Допускали, что Россия выйдет из войны ослабленной, в особенности в финансовом отношении, но считали, что, если Россия останется верной союзникам, эта общая победа откроет перед ней настолько блестящие перспективы в международном отношении, что, несомненно, будущее России быстро заставит забыть все испытания военного и послевоенного времени. Начало же мирных переговоров с Германией, означающее в настоящих условиях капитуляцию, отдаст Россию a la merci[58] Германии без всякой гарантии на её победу и последующую награду за измену союзникам. Наоборот, со стороны последних отмщение за измену в случае победы, более чем вероятной, будет ужасно. Таким образом, мы променяем могущественных друзей на сомнительного союзника — исторического врага всего славянства. Мир союзников с Германией за счёт России — вот реальная перспектива, которая ждёт Россию в случае, если она пойдёт по пути, предлагаемому ей Нольде. Таково было общее убеждение всех наших руководителей внешней политики. При этом относительно Нольде, признавая его научные знания и служебные заслуги, все единогласно высказались, что он никогда, в сущности, дипломатом не был и не имеет для этого данных.

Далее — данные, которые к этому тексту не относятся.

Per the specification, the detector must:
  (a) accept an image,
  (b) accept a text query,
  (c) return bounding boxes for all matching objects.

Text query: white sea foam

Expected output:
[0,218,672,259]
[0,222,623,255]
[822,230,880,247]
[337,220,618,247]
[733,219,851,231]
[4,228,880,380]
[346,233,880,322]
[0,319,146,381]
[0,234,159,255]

Удивило, между прочим, всех нас то, что милюковская «Речь» решилась дать место такой статье, которая за границей, да и внутри страны могла быть понята только как «пробный шар» в весьма скользком направлении. Надо добавить, что статья Нольде появилась совершенно неожиданно, не будучи нисколько подготовлена какими-либо предшествующими выступлениями ни самого Милюкова, ни его ближайших сотрудников. Наоборот, Милюков повсюду выступал как поборник войны до конца рука об руку с союзниками. На другой день вся петроградская пресса обрушилась на Нольде, за исключением полуленинской интернационалистской «Новой жизни», которая очень сочувственно прокомментировала эту статью, назвав её «первым проблеском здравого смысла» со стороны милюковского лагеря. В особенности зло прошлась газета на счёт прямого выпада Нольде против В.М. Чернова, чьё имя упоминалось в этой статье.
В ответ на это в ближайшем же номере «Речь» поместила небольшую редакционную, то есть без подписи, статью, озаглавленную «Не в бровь, а в глаз!». Статья метила в «Новую жизнь», которая высказала преждевременную радость по поводу того, что Милюков и его единомышленники будто бы перешли на сторону мечтающих о сепаратном мире, тогда как на самом деле единственной целью статьи Нольде было узнать настроение тех, кто, прикрываясь всяческими заклинаниями вроде черновских, только и ждут, когда можно будет начать разговоры с врагом. Мысль «нашего сотрудника барона Нольде» заключается в том, чтобы открыть глаза союзникам на опасную игру с «магическими формулами» вроде «без аннексий и контрибуций на основании самоопределения народов», которыми вообще никакого мира купить нельзя.
Эти пикантные комментарии, имевшие, очевидно, целью прикрыть Нольде и снять с Милюкова тень, которую на него, несомненно, накладывало выступление Нольде, лишний раз свидетельствовали, что Нольде вёл свою собственную игру без всякой поддержки Милюкова и статья, возможно, была помещена только потому, что начиналась ядовитой полемикой с В.М. Черновым. Выверт «Речи» никак не умалял, однако, полной ясности основной мысли Нольде о том, что пора бросить всякие слова, а перейти в вопросе о мире к делу. Через два месяца большевики последовали совету Нольде. Дальнейших газетных дискуссий по этому поводу не было, так как Нольде до октябрьского переворота больше не выступал в печати с подобными предложениями, да и вообще, что называется, от политики отошёл, правда, принимая участие в ЦК кадетской партии, членом которого был избран.
Случайный министр
Насколько лучше по сравнению с Милюковым удавалось Терещенко ладить и с союзниками, и с Совдепом, настолько же он был совершенно безличен внутри своего ведомства, чем дальше, тем больше становясь послушным орудием в руках его высшего персонала. Если Милюков по балканским вопросам, например по константинопольскому, занимал свою собственную позицию и заставлял, ведомство её принимать, то Терещенко, наоборот, очень внимательно слушал, что ему говорили, и всегда соглашался. Иногда, как, например, в той самой ноте союзникам, из-за которой Милюков ушёл, Терещенко был прямо связан своими векселями. Но когда он не был ими связан, то был безукоризненным министром. Все директора департаментов и начальники отделов были им бесконечно довольны, так как он не мешал им управлять ведомством.